What is fee modernization?

    The Fee Modernization Initiative will update existing service fees and introduce others so we can:

    • ensure that those who benefit from Transport Canada (TC) services pay a greater portion of the costs 
    • continue to respond to industry demands to support innovation and use of modern technologies
    • continue to provide high quality services for business, employment and recreation. 

    Why does TC need to modernize fees for marine cargo services?

    The existing fees for these services have not been adjusted in approximately 20 years despite: 

    • inflationary increases in wages;
    • updated requirements under International Codes;
    • increase in exports; and
    • modern shipping and handling methods and ship designs.

    A key principle underlying any cost recovery initiative is that service recipients who receive a direct benefit above those enjoyed by the general public should pay a greater share of the costs.  Modernizing the fees for marine cargo services ensures that this principle is realized.

    Currently, vessel operators are subject to a complex fee structure for marine cargo services, comprising of 40 different fees spread out over three separate regulations. Such a structure is confusing, inconsistent and makes cost predictability difficult to calculate.

    Under the Marine Cargo Fee Modernization proposal, TC proposes to:

    • consolidate and simplify the marine cargo regulatory fee structure
    • update and/or add new fees to better reflect the true cost of delivering these services

    What are the features of the new proposed fee structure?

    The proposal suggests that TC reduce the number of fees from 40 to five:

    • Certificate Day Fee ($1,900)

      One daily fee per calendar day, per vessel, that a certificate is issued (i.e. readiness to load (RTL), fitness to proceed (FTP), and/or preliminary certificates).
    • Non-Certificate Day Fee ($512)

      One daily fee per calendar day, per vessel, that an inspector is requested to be available.
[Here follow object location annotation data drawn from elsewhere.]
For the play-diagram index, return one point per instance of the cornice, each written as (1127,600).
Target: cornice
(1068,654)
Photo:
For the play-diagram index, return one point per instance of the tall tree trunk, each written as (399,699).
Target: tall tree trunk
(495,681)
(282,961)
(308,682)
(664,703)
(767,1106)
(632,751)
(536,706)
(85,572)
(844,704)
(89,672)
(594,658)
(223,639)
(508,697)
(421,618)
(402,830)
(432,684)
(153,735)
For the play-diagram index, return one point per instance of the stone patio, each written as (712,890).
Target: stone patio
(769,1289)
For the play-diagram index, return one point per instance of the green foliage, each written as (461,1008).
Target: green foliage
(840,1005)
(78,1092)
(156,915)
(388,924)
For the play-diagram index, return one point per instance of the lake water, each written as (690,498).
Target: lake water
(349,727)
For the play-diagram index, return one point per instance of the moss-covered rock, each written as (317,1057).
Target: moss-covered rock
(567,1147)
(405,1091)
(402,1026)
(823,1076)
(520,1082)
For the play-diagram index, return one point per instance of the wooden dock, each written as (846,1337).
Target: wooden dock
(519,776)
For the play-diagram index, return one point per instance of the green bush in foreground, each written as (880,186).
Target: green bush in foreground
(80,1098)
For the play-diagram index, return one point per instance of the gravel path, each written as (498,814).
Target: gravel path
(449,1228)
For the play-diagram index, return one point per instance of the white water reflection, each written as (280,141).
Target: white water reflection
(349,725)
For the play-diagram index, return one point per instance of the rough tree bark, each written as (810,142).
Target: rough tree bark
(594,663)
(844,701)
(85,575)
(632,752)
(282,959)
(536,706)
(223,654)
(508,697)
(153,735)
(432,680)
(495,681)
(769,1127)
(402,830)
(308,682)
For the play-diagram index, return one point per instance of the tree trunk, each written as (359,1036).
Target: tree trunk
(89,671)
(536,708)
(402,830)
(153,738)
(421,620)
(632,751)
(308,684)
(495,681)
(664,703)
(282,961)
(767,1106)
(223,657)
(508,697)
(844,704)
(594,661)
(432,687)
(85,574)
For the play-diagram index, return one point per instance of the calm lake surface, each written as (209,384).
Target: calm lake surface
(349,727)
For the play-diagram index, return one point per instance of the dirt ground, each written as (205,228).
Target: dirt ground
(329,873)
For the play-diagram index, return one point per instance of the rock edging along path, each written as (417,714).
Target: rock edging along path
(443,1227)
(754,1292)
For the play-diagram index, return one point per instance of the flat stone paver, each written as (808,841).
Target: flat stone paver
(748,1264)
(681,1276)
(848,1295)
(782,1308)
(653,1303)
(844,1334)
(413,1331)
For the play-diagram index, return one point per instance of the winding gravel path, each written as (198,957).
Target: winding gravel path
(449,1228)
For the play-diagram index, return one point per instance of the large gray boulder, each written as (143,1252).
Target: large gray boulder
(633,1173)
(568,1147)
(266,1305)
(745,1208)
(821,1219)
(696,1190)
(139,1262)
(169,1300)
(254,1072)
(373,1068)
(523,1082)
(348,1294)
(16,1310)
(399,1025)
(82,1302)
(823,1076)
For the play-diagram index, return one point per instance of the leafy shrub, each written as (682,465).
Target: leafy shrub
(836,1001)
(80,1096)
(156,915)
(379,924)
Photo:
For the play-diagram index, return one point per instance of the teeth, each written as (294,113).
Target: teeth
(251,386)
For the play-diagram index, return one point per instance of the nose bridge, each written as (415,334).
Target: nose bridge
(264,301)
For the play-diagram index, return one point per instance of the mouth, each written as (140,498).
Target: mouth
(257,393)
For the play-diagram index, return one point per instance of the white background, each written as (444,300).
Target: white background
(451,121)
No certificate is issued on that calendar day, but an inspector is available or is available and makes an inspection.

    These daily fees:
    • include overtime and travel costs, so there will be no separate charges for those items;
    • have no separate fee per certificate when issued; and
    • have no separate fee for amounts of cargo (tonnage loaded), regardless of type.
    It should also be noted that in accordance with the proposal:
    • if more than one certificate is issued on the same calendar day, TC will only charge one Certificate Day Fee; and
    • if two inspectors are asked to be available for the same vessel on a calendar day, TC will charge two Non-Certificate Day fees.
    At the same time, TC is proposing to replace existing hourly fees for inspections of bulk and packaged dangerous goods with a fee of $1,500 per inspection. Furthermore, TC is also proposing to create two new fees to recover a portion of the cost of Verification of Shippers Procedures as this service is currently provided free of charge; one fee of $2,500 for Initial or Modifications verifications, and a separate fee of $1,250 for Intermediate or Renewal verifications.

    How were TC’s full costs determined for marine cargo services?

    Full cost is the allowable upper limit of a service fee and represents the departure point for pricing.

    A full cost estimate comprises all relevant resource costs incurred to deliver an activity or provide a service, including:

    • employee salaries;
    • operating and maintenance;
    • amortization of capital assets;
    • program support;
    • internal services;
    • centrally managed costs, such as employee benefit plans; and
    • services provided by other departments, such as office accommodations.

    Were stakeholders informed that TC plans to modernize its fees?

    Yes. Presentations were made to raise awareness and seek input from industry members at the regional and national plenary sessions of the Canadian Marine Advisory Council (CMAC) meetings held between December 2017 and May 2018. These presentations outlined the goals and time frames associated with this initiative. Stakeholders were provided the opportunity to ask questions and provide input.

    How can stakeholders participate in this public consultation?

    As we consider modernizing the fees for marine cargo services, we are asking for stakeholder feedback throughout the process.

    From February 13, 2019 through April 12, 2019, we are inviting stakeholders to read the Fee Modernization proposal published on the Let’s Talk Transportation website, where stakeholders can provide their feedback. Input and comments submitted through the webpage will be recorded and considered in the development of an amendment to the applicable regulations.

    Finally, the proposed amendments to the regulations will be published in Canada Gazette for consultation prior to coming-into-force.

    When would TC start charging new fees?

    TC expects to introduce new fee for Marine Insurance Certification Services in fiscal year 2020-21.